At the start of each think aloud session the participants were informed of the intentions of the research and the following guidelines issued to each individual:

• There is no single correct method to solve these problems.

• There is no single correct answer.

• Not all the information has been provided. However, you may ask for specific pieces of information. If the information asked for is on a pre-assigned information sheet the information will be provided. (The preassigned sheet contained information that the participant would not be expected to know or reasonably estimate. For example, the depth of the atmosphere.)

• Lack of information of the pre-assigned sheet does not mean the participant's strategy is incorrect.

• Access to a calculator is allowed, but access to smart devices and the internet are prohibited.

• A maximum of 20 minutes is allowed to answer each question.

Each participant was provided with the opportunity to ask further questions before the think aloud session commenced to ensure that they understood the task required of them.

Ethical approval for this study was obtained through the University of Hull's ethical research approval panel. Participants were notified about how and what data would be obtained and that their participation was voluntary. They were informed that they were able to withdraw at any time without providing a reason and without detrimental treatment or service of any kind. Participants were also informed that where quotes were used, the individual would remain anonymous and would be referred to only by a code. The data were stored on encrypted storage devices and paper data were stored in a lockable cupboard and office. Data were only provided to members of the research team, and the identities of the individuals was only known to one individual throughout the process to maintain anonymity. Each participant's LiveScribe pencast was transcribed to ensure that no details were overlooked.

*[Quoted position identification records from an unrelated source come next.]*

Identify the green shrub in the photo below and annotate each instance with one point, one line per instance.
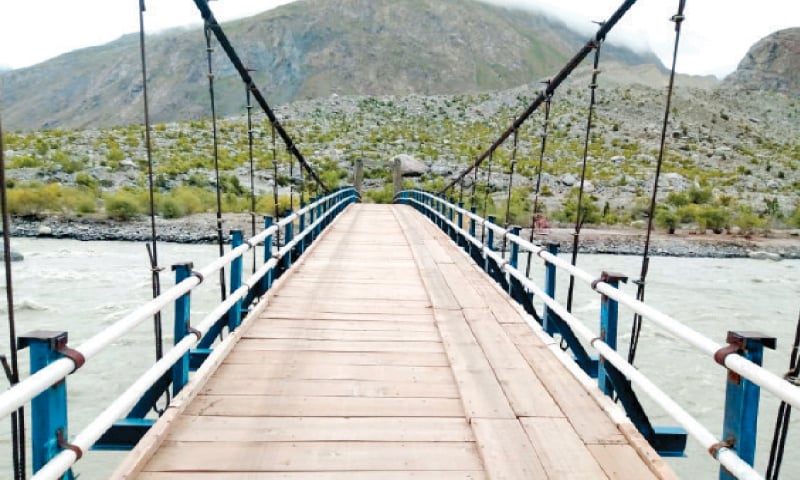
(747, 221)
(667, 219)
(700, 196)
(385, 195)
(168, 207)
(122, 205)
(795, 219)
(714, 218)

All the data were initially analysed to establish a set of thematic events emerging from the data. The process of analysis used a five stage process.

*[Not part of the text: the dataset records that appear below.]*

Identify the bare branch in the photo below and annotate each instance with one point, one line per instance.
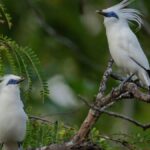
(109, 113)
(124, 143)
(143, 126)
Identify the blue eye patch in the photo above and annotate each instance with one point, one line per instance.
(12, 81)
(111, 14)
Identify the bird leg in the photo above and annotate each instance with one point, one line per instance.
(20, 146)
(126, 80)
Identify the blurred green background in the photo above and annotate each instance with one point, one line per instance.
(70, 40)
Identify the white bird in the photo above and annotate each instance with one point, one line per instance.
(12, 116)
(123, 44)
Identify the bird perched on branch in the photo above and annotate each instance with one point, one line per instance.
(124, 46)
(12, 116)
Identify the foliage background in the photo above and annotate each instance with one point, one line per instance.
(69, 39)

The data and audio recordings were read and notes taken about the overall strategy employed by the participants. The strategy is the overall method used by the participant to solve the open-ended problem, such as calculating the load capacity of the toilets.

The transcripts and audio files were read and notes taken of any initial themes emerging from the data, e.g., little evaluation, becomes confused etc.

Having reviewed the data for the first time, the text and audio files were studied again in greater detail to establish whether there were any hidden themes which the initial stage had failed to identify. Key words were highlighted which supported these emerging themes.

The next stage was to review all the identified emergent themes and eliminate some of them using a redundancy approach where similar themes were combined together.

The final themes were then given codes ready for the subsequent coding processes.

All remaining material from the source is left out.